As I'm using the Hario drip decanter and not a separate v60, brew stand and range server I can't use the double scale method MJWB uses to get accurate weights so if using 30g of coffee with a desired beverage amount of 500g how much should I allow for water retention in the filter?


----------



## MWJB (Feb 28, 2012)

I find I get 2.2g to 2.3g retained per g of grinds in my V60 01.

I'd be looking more for a brew water weight of 500g for 30g grinds? Say 430-435g beverage weight?

Here's an alternative, put the carafe on the scales, and add 430-435g of hot water, mark the carafe with a sharpie and aim for that line when brewing. this way, you can use a full kettle to keep the heat up, rather than pre-weigh brew water.
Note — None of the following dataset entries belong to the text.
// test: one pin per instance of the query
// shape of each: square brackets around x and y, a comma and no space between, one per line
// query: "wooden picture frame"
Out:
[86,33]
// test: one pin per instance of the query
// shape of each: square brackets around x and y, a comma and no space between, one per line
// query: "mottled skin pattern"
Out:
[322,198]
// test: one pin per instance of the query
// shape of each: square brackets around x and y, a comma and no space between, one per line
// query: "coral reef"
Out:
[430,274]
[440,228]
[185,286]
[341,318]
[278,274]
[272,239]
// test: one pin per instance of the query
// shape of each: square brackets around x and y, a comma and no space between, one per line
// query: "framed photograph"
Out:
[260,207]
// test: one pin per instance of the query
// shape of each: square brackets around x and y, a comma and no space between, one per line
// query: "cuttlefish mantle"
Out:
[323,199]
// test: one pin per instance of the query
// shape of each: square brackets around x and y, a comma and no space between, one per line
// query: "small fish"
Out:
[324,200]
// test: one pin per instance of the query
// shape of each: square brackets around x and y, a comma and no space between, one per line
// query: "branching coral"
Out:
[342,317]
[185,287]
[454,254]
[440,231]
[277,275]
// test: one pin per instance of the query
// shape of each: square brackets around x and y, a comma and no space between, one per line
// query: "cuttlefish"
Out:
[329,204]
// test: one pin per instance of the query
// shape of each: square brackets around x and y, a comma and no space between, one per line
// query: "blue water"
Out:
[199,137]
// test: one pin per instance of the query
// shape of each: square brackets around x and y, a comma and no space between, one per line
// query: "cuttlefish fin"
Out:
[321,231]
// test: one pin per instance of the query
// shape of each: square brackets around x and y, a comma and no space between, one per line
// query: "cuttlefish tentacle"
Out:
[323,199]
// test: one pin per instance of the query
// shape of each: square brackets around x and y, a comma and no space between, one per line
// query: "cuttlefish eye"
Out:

Alternative #2 (somebody stop me, or I'll just keep coming up with them...). Pre-weigh the brew water into the kettle. Put the carafe on the scales & tare out. Add filter holder, rinsed filter & coffee dose. Don't tare at this point. Brew, when finished, remove the filter, paper & coffee dose, the scales (if they don't time out) will show brewed coffee weight, less carafe...makes adding specific doses of brew water a bit trickier to guage?


----------



## Charliej (Feb 25, 2012)

I was also wondering whether it was worth using my kitchen scales which have a ml setting as well as the usual g, lbs, oz etc. What I'd thought of doing was checking between the 2 scales to see if they agree and then using the kitchen scales to measure the brew water and then with the decanter, rinsed filter and grounds on the other scales add the bloom water and then tare.


----------



## MWJB (Feb 28, 2012)

Sure, good plan, brew water to a g or two won't be critical.

How about alt #3:

Big scales, little scales on top of the big scales,

rinse filter, heat carafe, discard rinse water

carafe on top of the little scales & tare them.

Add cone, filter & coffee dose.

Tare big scales, start brewing - big scales show brew water added.

...at end lift out cone, filter & grinds to see what you have in the carafe (little scales), fine tune with a couple more pulses to correct if necessary.

Don't forget to dab, dab, dab so the scales don't time out 

Normal people just weigh the water going in...I feel I'm inflicting my peculiar habits on others...;-) But hey, nothing sadder than the sight of some unemployed scales....Quick, dab 'em! Make them feel loved.


----------



## Charliej (Feb 25, 2012)

Lol sounds like an idea worth trying the newer ones have a 60 second time out which seem to reset as they move and don't go off with a weight on them(well they haven't done so far and the kitchen scales time out seem to be measured in minutes as well, not bad for a £10 set from Argos. Now I need a plan to include the AWS Blade scales as well lol, or maybe 3 sets is OTT.


----------